Ablation Study on Multi-modal Conditional Generating Module. As shown in Table 5, we conduct the ablation study on Multi-Modal Conditional Generating Module (MMCGM). The performance of the deterministic form (\(K=1\)) on the action prediction is degraded. We consider that the deterministic form may not fully account for the inherent stochasticity of the future. We set the number of samples K as 20 to evaluate the effectiveness of the multi-modal action prediction. The result suggests that the multi-modal prediction makes a performance improvement from 0.24 mAP to 0.26 mAP. The introduction of multiple latent variables plays a critical role in approximating the one-to-many distribution to model the diversity of future actions.

Table 5. Ablation study on Multi-Modal Conditional Generative Module (MMCGM) on the PIE dataset using PIE sampling strategy and sampling length \(T=30\).
Fig. 3.
figure 3

At the top of the figure, we present the visualization of attention matrices of Spatial-Temporal Heterogeneous Graph Module at the t frame. The bottom of the figure is the visualization of the deterministic output (\(K=1\)) and the probabilistic output (\(K=20\)). Red bounding boxes indicate the correctly predicted action sequence. ‘Count’ represents the frequency the action sequence appeared. (Color figure online)

4.3 Qualitative Example

Figure 3 shows the visualization of the STHG module and the predicted multi-modal action sequences.

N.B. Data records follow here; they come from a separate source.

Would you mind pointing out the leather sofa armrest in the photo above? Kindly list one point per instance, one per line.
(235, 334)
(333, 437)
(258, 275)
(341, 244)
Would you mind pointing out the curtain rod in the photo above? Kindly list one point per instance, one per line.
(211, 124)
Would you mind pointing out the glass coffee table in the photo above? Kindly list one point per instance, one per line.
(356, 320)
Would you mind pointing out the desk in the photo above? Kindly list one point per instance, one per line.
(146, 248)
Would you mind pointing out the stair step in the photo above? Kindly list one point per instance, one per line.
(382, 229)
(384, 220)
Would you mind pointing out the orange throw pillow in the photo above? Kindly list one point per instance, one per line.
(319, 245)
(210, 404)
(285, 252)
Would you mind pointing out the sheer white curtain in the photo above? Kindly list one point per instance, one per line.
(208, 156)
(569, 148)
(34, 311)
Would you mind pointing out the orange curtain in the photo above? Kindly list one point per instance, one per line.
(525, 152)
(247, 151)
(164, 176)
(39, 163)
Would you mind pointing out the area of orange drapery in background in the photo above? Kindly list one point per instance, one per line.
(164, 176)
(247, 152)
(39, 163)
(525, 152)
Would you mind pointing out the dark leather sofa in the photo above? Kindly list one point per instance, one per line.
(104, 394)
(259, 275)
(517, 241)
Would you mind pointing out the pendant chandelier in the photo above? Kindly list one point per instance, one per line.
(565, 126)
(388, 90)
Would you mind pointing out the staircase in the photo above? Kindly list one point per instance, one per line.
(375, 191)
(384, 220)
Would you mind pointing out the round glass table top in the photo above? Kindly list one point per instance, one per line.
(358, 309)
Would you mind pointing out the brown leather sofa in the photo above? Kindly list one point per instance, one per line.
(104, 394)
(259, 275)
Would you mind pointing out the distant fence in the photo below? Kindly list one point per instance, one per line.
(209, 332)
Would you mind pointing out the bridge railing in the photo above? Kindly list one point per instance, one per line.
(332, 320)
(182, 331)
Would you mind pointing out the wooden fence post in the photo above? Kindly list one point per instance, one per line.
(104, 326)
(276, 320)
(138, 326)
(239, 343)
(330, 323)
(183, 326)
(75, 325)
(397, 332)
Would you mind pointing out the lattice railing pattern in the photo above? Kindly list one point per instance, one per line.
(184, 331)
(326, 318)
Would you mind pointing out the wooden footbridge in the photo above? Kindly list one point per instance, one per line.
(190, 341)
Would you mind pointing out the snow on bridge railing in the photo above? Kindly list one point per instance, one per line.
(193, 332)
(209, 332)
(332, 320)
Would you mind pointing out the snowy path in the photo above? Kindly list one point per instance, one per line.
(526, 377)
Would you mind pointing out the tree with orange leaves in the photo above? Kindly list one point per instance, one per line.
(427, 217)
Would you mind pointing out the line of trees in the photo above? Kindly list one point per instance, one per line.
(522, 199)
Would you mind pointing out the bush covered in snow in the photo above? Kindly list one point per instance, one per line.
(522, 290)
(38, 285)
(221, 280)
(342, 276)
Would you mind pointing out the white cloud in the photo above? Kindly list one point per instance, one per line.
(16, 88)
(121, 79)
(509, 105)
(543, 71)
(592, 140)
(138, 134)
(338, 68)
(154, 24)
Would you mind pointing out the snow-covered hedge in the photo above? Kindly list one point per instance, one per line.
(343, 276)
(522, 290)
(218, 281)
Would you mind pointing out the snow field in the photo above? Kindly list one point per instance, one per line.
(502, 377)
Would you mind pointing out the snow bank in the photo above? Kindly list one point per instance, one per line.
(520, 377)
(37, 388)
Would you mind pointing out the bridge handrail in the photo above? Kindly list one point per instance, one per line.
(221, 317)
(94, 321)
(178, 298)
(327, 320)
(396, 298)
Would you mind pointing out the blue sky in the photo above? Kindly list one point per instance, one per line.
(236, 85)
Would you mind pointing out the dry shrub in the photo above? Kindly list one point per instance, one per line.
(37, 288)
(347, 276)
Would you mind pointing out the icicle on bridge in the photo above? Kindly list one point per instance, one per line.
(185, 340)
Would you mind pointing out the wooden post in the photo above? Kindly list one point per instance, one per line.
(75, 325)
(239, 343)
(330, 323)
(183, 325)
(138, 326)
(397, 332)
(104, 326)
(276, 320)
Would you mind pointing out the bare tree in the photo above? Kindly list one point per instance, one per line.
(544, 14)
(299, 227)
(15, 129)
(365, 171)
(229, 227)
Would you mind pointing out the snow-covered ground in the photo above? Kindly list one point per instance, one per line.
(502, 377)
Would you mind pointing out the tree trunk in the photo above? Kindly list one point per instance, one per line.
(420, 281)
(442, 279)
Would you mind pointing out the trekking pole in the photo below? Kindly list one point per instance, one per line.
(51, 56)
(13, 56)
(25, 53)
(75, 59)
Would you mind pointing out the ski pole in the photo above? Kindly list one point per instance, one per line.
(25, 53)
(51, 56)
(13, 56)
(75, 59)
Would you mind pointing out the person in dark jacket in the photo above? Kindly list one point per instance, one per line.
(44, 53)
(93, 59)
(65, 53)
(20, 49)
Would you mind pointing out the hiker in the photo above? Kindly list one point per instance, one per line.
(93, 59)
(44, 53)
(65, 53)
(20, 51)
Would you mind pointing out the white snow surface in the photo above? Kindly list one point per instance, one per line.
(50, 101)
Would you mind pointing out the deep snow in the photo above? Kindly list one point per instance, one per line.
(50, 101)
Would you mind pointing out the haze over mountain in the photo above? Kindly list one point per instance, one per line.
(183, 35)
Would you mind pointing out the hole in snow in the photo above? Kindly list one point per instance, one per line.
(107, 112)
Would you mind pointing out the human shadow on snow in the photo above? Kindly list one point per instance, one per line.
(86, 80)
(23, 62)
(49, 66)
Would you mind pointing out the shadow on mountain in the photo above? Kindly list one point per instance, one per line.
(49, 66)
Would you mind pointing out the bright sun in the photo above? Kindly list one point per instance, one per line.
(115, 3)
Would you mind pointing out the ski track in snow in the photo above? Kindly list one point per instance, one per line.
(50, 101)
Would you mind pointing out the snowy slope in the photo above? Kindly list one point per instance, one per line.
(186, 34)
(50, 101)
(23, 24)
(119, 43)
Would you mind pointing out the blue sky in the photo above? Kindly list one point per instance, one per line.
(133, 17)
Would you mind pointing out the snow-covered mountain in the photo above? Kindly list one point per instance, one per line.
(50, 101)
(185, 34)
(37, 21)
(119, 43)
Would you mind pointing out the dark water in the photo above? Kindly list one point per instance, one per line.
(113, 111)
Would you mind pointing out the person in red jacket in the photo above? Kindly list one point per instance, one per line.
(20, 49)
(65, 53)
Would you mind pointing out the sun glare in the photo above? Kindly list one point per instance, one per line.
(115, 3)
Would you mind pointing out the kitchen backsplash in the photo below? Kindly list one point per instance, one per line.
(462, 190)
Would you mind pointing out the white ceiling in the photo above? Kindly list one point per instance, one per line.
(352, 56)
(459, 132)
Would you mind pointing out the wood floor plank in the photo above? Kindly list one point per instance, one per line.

In the frame \(t-2\thicksim t+2\), the target pedestrian facing the crosswalk intends to cross the road. Observing green traffic lights for vehicles, he is waiting for crossing. At the time step t, STHG module pays attention to the traffic lights and the crosswalk. In addition, traffic neighbors in the urban scenario also deserve our attention. Traffic neighbor 1 and 2 waiting for crossing are highlighted, since the pedestrian usually observes surrounding neighbor pedestrians to infer the current scene information. STHG module also notes that there are many passing vehicles, which suggests that pedestrians should wait for vehicles to pass. At the bottom of the Fig. 3, we present multi-modal predictions of future action sequences. At the time step \(t-2\), our model (K = 20) outperforms the deterministic form (K = 1). It is clear that our multi-modal model considers the uncertainty of pedestrians and conducts probabilistic predictions. In the probabilistic outputs, we take the future action sequence which appears most as the final prediction result. The first action sequence appears 7 times and is highly likely to happen. We consider that the multi-modal model which can produce probabilistic inference is more preferable than the deterministic form in some application scenarios. At the time step t, both the multi-modal and deterministic model perform well, since the two models can capture the useful spatial-temporal interactions and infer the correct future actions from them.

5 Conclusion

In this work, we propose a social aware multi-modal pedestrian behavior prediction network. In the Social Aware Encoder, we capture the spatial-temporal interaction between the target pedestrian and heterogeneous traffic objects. Multi-Modal Conditional Generative Module is designed to model the inherent uncertainties of future action sequences. Experiments demonstrate that our model outperforms previous methods on multiple tasks on the PIE and JAAD datasets using multiple metrics. The comprehensive ablation study and visualization also verify the effectiveness of our proposed modules.